Updated: Aug 3, 2021

Image Credit: Triathletes Jasmine Rogers &  Michanda Myles Ironman Triathlon Training in Pool
Image Credit: Triathletes Jasmine Rogers & Michanda Myles

The number of times you should breathe while swimming in open water or the pool is determined by a number of factors, including the stroke you're using, your speed, and whether you're sprinting or swimming a long distance.

Many swimming styles provide triathlete swimmers the option of controlling when they breathe. In a freestyle, for example, swimmers may opt to breathe every second, third, fourth, or even more strokes.

The goal of most competitive swimmers and triathletes is to be the fastest in their wave. You can work up your muscles, perfect your stroke, and even shave your entire body, but if you ignore your breathing, you may never attain your full potential or capture your best race swim times.

Bad breathing makes swimming more difficult, adds resistance and exhausts your body. The more oxygen you provide your body, the better you will function.

This endurance training blog post is geared to educate new triathletes and even veteran swimmers on how breathing strategies can improve your swim pace and race experience.

Can my breathing technique have an effect on my speed?

Yes. Your breathing technique has a significant impact on your swim pace. Your swimming technique and form, as well as how and how often you breathe, will affect your speed.

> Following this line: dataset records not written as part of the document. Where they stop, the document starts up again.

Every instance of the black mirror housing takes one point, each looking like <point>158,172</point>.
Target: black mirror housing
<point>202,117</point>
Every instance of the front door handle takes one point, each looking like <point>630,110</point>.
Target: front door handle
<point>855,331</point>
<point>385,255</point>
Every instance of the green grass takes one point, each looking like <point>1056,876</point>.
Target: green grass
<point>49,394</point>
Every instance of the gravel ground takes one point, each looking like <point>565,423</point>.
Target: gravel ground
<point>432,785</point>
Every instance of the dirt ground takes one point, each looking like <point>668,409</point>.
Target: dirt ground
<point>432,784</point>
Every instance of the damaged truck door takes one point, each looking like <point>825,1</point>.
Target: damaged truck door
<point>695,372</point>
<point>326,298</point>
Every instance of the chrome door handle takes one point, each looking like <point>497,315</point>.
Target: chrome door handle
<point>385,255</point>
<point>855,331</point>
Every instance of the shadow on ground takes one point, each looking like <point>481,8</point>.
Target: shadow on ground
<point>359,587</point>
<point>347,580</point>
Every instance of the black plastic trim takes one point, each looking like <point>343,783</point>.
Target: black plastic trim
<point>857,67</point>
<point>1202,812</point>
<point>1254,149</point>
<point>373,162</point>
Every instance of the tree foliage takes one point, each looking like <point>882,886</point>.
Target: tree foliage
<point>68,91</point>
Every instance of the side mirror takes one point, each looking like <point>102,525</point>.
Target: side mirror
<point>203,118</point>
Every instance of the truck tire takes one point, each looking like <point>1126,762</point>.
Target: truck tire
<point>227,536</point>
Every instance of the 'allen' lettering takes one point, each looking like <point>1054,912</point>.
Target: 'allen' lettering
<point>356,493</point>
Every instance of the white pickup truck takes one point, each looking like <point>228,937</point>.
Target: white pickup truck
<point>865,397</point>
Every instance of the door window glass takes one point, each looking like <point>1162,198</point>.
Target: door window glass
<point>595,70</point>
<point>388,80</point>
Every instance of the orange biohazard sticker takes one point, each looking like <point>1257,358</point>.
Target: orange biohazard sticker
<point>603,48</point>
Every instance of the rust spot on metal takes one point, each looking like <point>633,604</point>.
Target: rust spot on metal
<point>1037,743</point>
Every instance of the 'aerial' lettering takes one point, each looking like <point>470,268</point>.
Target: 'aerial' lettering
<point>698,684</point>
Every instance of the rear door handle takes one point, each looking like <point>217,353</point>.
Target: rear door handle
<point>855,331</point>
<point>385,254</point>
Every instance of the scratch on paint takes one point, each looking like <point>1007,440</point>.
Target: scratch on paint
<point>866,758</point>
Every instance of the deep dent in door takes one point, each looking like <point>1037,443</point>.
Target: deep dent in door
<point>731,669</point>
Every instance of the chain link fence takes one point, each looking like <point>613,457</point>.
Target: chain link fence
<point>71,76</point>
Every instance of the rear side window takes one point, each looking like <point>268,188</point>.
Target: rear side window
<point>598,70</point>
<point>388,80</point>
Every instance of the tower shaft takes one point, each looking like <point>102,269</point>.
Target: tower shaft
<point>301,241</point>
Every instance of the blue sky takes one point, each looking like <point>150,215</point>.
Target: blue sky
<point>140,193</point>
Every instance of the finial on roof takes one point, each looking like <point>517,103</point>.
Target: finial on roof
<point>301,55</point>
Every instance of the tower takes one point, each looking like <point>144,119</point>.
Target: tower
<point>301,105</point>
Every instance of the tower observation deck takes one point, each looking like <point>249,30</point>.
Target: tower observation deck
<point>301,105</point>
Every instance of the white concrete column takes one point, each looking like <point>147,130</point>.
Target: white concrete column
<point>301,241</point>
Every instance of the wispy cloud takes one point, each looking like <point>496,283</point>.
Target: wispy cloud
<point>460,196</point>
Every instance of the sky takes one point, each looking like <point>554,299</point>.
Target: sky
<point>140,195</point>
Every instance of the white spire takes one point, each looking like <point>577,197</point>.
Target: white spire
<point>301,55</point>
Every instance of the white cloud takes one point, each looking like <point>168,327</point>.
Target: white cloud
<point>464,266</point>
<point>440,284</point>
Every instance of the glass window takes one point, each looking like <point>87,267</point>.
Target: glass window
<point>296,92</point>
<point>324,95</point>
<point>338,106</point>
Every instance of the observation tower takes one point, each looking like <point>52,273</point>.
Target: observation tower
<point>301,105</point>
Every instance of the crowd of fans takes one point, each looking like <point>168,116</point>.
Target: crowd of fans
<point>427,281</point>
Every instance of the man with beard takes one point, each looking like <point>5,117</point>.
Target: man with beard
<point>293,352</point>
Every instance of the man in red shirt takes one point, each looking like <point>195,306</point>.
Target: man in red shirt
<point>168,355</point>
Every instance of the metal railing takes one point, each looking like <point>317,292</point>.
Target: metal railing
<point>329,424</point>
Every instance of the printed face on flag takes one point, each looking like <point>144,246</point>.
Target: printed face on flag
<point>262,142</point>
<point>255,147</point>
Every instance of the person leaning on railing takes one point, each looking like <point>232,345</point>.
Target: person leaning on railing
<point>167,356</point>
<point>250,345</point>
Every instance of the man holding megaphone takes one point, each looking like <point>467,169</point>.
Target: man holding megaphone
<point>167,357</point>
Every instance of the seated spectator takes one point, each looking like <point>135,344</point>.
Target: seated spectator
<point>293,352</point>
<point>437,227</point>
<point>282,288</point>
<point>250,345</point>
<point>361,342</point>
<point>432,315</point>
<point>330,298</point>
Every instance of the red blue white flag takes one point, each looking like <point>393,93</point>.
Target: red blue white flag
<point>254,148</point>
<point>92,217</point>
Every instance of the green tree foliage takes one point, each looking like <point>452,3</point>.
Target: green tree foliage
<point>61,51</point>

Effective breathing patterns will allow for more stronger & fuller strokes and increases your distance per stroke in most cases.

Tips for Improving Your Swim Breathing Techniques

It takes time, patience, and dedication to improve your breathing technique. There are exercises, drills, strategies, and tips that will help you breathe more effectively and efficiently in the pool and in open water - which can be found freely on YouTube.

Top 3 focus areas to improve your breathing and swim speed:

  1. Bilateral Breathing

  2. Body Alignment

  3. Don't hold your breath - exhale forcefully - know the bubble, bubble breathe song?

Tribe Shoutout: Jasmin Rogers shaved 12 min off her best Olympic swim at Rev3 Williamsburg by working on her Tri Swim technique and breathing with a coach.